Yahoo Mail - 47% of the internet audience, followed by 23% each for Microsoft and AOL. Google is a distant 4th with 15% (many users have multiple email accounts so they would be counted under multiple domains). It also has the highest number of average minutes logged by its users and the highest number of average repeat visits.

Yahoo Answers - second only to Wikipedia in the

Yahoo Video - overtook MySpace TV to become the second largest video site behind Google's YouTube in September.

Flickr - ranks third after Facebook and Photobucket, with double the number of unique visitors than its fourth place rival Picasa.

Yahoo Finance - is the top ranked financial research website with total minutes spent on Yahoo Finance is more than twice any of its competitors. Google isn't even a major player here. TechTicker, the video channel on Yahoo Finance, gets 450,000 views a day, comparable to CNBC.

Yahoo Hotjobs - ranks third behind Careerbuilder and Monster.com.

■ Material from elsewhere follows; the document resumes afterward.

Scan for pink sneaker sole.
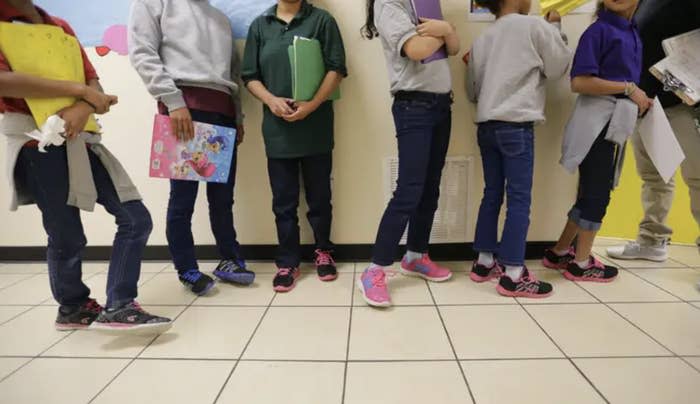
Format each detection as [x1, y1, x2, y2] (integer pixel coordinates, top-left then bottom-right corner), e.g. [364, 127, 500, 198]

With all this, Yahoo has made a mess of monetizing its properties. According to Advertising Age, Aimee Reker, senior VP-global director of search for MRM Worldwide, believes Yahoo shares are undervalued, noting that not only does Yahoo have scale, it has scale against its own content. Indeed, for all its recent efforts, Yahoo missed the boat on search and social networking, but it remains the dominant player in online display advertising.

Earnings have continued to disappoint at Yahoo. Many talented employees have also deserted the mother-ship. The company has not had any success in forming partnerships with the Facebooks or the AOLs of the world either. Yet, $10 price tag and a market cap of less than $15 billion seems to be a bargain considering that 12% of all time spent on the internet is spent on Yahoo.

With the news of Jerry Yang's departure as CEO, Yahoo may see some life yet. I recommend buying Yahoo at current levels.

Full Disclosure: I own GOOG but do not own YHOO, however, my position can change anytime without notice.